From \tau = I \alpha
I is a constant determined by the geometry of your system and the mass of the disk. You know that \alpha is related to \theta as the time rate of change of angular velocity, which is, in turn, the time rate of change of angular position \theta. The magic of this problem is in the phrase "small oscillations". If you recall the problem of an "ordinary" pendulum the same phrase was used. It permits the replacement of sin \theta by the approximate equivalent \theta. You will then recognize that the torque is proportional to the negative of the angular displacement. This is directly analogous to the force being proportional to the negative of the linear displacement in linear simple harmonic motion problems. Your text probably has a general equation for the period of oscillation of a physical pendulum in terms of I, distance from the point of attacment to the center of mass, the mass and the acceleration of gravity. If not, see if you can come up with it by analogy to the problem of a mass on a spring where F = -kx

[stunner5000pt]

\alpha = \frac{g}{\frac{R^2}{4} + (R + L)^2}
so then T = 2 \pi \sqrt{{\frac{\frac{R^2}{4} + (R + L)^2}{g(L+R)}}
is this correct???

[maverick280857]

How can you say that \alpha = \omega R \sin\theta? :surprised (This is of course if you are referring to omega as the angular speed).

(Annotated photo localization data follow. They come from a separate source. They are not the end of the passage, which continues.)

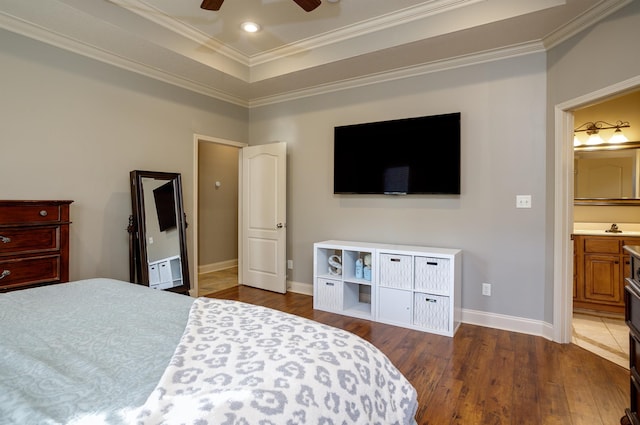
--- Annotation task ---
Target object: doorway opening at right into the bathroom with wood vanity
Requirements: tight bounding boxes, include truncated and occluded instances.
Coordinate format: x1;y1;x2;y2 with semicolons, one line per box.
572;90;640;368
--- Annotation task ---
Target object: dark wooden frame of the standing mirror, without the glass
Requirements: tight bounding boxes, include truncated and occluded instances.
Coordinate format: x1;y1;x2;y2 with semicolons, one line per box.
129;170;191;295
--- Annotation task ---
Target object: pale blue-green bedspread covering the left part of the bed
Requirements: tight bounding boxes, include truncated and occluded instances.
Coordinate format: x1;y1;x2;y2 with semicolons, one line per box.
0;279;193;424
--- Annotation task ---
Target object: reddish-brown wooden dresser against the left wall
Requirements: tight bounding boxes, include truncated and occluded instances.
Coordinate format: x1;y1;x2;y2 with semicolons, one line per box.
0;201;73;292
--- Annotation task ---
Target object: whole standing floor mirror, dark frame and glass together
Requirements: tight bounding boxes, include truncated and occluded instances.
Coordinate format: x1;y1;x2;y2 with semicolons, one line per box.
131;170;190;293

A better idea is to take the torque about the center of mass of the system and take the moment of inertia referred to that axis as well (first). This is really a physical pendulum and in your simple case, the system mass center coincides with that of the disk as the rod is assumed to be massless.

When you have the equation of motion, it should include a \sin\theta term depending on what this angle is (its from the vertical right?). For small angle approximations, the motion is simple harmonic and you can extract the parameters of the motion from the equation, which should look like I\ddot{\theta} + k\theta = 0.

Cheers
Vivek

[dextercioby]

How did u get that 4 in the moment of inertia ...?Doesn't the disk spin around an axis passing through its center of mass...?If so,then is should be I=\frac{1}{2}MR^{2} .

Daniel.

[OlderDan]

The disk is NOT spinning around its center.

Your result is {ALMOST} correct stunner500pt. The general result is

T = 2 \pi \sqrt{{\frac{I_{support}}{mgL_{cm}}}

You have {} identified the moment of inertia and the distance to the center of mass (L + R) in this problem.

Correction:

If the disk were rotating about its perpendicular axis the moment of inertia would be

I= \frac{1}{2}MR^{2}

So the first factor should be 1/2 not 1/4. Then because it is rotating about a point L + R from the center the moment of ineria becomes

I = \frac{1}{2} MR^2 + M (R+L)^2

The factor 1/4 would be appropriate for a disk spinning about an axis along a diameter through the center, which is not the case here.

I'm sure that was the point intended by dextercioby calling attention to the 4.

[maverick280857]

The disk is NOT spinning around its center.

Your result is correct stunner500pt. The general result is

T = 2 \pi \sqrt{{\frac{I_{support}}{mgL_{cm}}}

You have correctly identified the moment of inertia and the distance to the center of mass (L + R) in this problem.

Yes thats correct. The disk wouldn't be a pendulum if it were spinning about its CM dextercioby.